A Multi-Scale Electrochemical Modeling of Amorphous Silicon Thin Film in a Lithium Ion Batteries

The electrochemical performance of Li-ion batteries strongly depends on the interaction between atomic scale and micro scale phenomena in particular, within the electrodes. Therefore, we propose a multi-scale model to characterize the electrochemical and mechanical response of amorphous silicon thin film with discharge-charge cycling.In multiscale frameworks, we analyze the lithium kinetics and the thermodynamics such as lithium migration energy barriers and excess gibsss free energy of lithium silicon alloys using density functional theory calculation. With the calculated results, the lithiation behavior in silicon thin film anode shows the large deviation compared to the simulated results based on an ideal solution model.
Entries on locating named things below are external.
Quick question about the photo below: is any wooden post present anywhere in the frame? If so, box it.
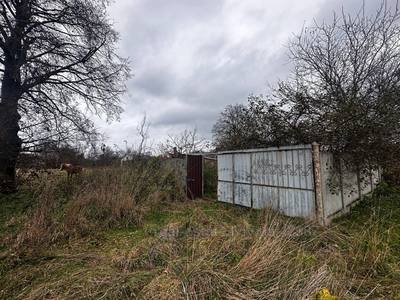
[312,142,325,226]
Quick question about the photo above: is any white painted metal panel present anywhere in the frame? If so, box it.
[233,154,251,183]
[320,152,344,217]
[218,145,315,218]
[217,154,233,181]
[253,185,279,210]
[279,189,315,218]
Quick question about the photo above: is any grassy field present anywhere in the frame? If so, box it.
[0,162,400,299]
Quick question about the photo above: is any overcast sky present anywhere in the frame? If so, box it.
[97,0,395,150]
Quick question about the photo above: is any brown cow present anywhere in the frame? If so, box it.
[60,164,82,178]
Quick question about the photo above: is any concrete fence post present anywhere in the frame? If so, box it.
[312,142,325,226]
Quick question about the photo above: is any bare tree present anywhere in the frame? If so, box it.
[159,128,209,154]
[137,115,150,156]
[276,2,400,165]
[214,2,400,167]
[0,0,129,192]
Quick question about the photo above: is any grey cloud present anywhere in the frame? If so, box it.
[99,0,395,144]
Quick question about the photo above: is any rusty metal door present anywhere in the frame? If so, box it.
[186,155,203,199]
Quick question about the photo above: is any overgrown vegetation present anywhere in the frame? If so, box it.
[0,165,400,299]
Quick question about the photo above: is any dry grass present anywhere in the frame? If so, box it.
[0,168,400,299]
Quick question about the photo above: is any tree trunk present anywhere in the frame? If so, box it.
[0,66,21,193]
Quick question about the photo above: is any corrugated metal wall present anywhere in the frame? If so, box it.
[218,145,380,223]
[218,145,315,217]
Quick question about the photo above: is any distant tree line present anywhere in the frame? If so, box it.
[213,2,400,170]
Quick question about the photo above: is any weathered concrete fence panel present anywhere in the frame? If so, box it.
[218,144,379,224]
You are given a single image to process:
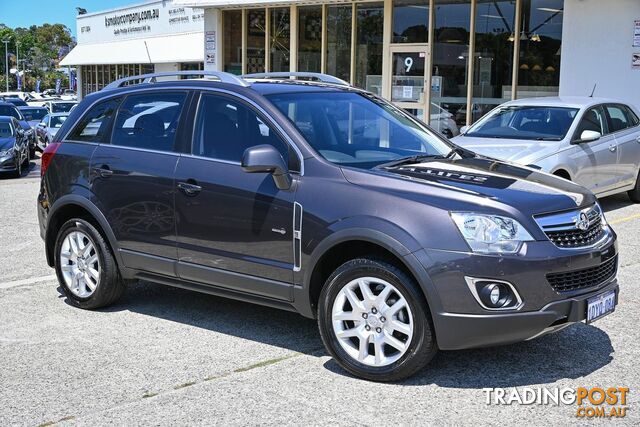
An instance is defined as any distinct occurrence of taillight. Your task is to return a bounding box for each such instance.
[40,142,62,176]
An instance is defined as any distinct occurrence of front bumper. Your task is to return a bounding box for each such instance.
[414,227,618,350]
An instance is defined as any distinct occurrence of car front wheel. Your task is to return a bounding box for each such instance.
[318,257,437,381]
[55,218,125,309]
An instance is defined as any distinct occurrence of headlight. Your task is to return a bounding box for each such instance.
[451,212,533,254]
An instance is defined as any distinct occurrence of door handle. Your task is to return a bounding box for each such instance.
[93,165,113,178]
[178,179,202,196]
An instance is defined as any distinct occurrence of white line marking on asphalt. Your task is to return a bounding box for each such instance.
[0,274,56,289]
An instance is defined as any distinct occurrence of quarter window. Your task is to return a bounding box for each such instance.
[67,98,120,143]
[606,105,630,132]
[111,92,186,151]
[193,95,288,162]
[575,107,608,140]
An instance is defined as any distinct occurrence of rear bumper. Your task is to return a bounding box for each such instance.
[433,279,619,350]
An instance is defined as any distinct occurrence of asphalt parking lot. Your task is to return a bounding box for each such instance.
[0,161,640,426]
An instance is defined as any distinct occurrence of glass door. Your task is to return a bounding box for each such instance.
[387,45,429,123]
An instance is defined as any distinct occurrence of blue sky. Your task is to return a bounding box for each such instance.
[0,0,145,36]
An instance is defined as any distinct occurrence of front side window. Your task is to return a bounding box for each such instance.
[605,105,632,132]
[68,98,120,143]
[267,92,451,168]
[0,122,13,138]
[574,107,608,139]
[0,105,22,120]
[465,105,578,141]
[111,92,186,151]
[192,95,288,163]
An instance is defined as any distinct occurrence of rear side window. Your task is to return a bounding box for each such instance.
[605,105,632,132]
[111,92,187,151]
[193,95,288,162]
[67,98,120,143]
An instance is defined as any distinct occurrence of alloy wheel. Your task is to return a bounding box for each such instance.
[60,230,100,298]
[331,277,414,367]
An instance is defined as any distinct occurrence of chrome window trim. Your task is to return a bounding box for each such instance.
[191,87,304,176]
[464,276,524,311]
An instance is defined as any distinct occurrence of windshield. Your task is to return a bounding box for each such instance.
[22,108,47,120]
[0,105,22,120]
[0,122,13,138]
[49,116,68,128]
[267,92,451,168]
[51,102,75,113]
[464,105,578,141]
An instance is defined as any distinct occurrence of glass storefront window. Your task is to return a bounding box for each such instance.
[429,0,471,137]
[516,0,564,98]
[391,0,429,43]
[355,3,384,95]
[326,5,352,82]
[298,6,322,72]
[269,7,291,71]
[472,0,516,122]
[222,10,242,74]
[247,9,267,73]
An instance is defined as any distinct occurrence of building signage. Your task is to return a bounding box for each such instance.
[77,0,204,44]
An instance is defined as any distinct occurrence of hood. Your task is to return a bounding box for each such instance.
[452,135,562,165]
[343,156,596,218]
[0,136,16,151]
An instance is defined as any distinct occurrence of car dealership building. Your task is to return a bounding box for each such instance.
[62,0,640,133]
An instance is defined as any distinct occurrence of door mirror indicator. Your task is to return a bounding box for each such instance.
[242,145,291,190]
[576,130,602,144]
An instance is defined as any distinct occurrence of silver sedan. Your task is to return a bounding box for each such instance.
[453,97,640,202]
We identify that these effects account for nonlinear lithium diffusion behavior using continuum based numerical simulation. We also consider the coupled diffusion and mechanical model for the cell scale,and determine non equilibrium cell potential as function of surface lithium concentration using Bulter-Volmer kinetics. Our simulation results are shown to be well consistent with known experimental observation at different C-rates and thicknesses.This multi-scale approach in lithium ion battery can provide essential guidance in the interpretation of lithiation and delithiation phenomena and is enable of predicting battery performance before experiments are ever performed.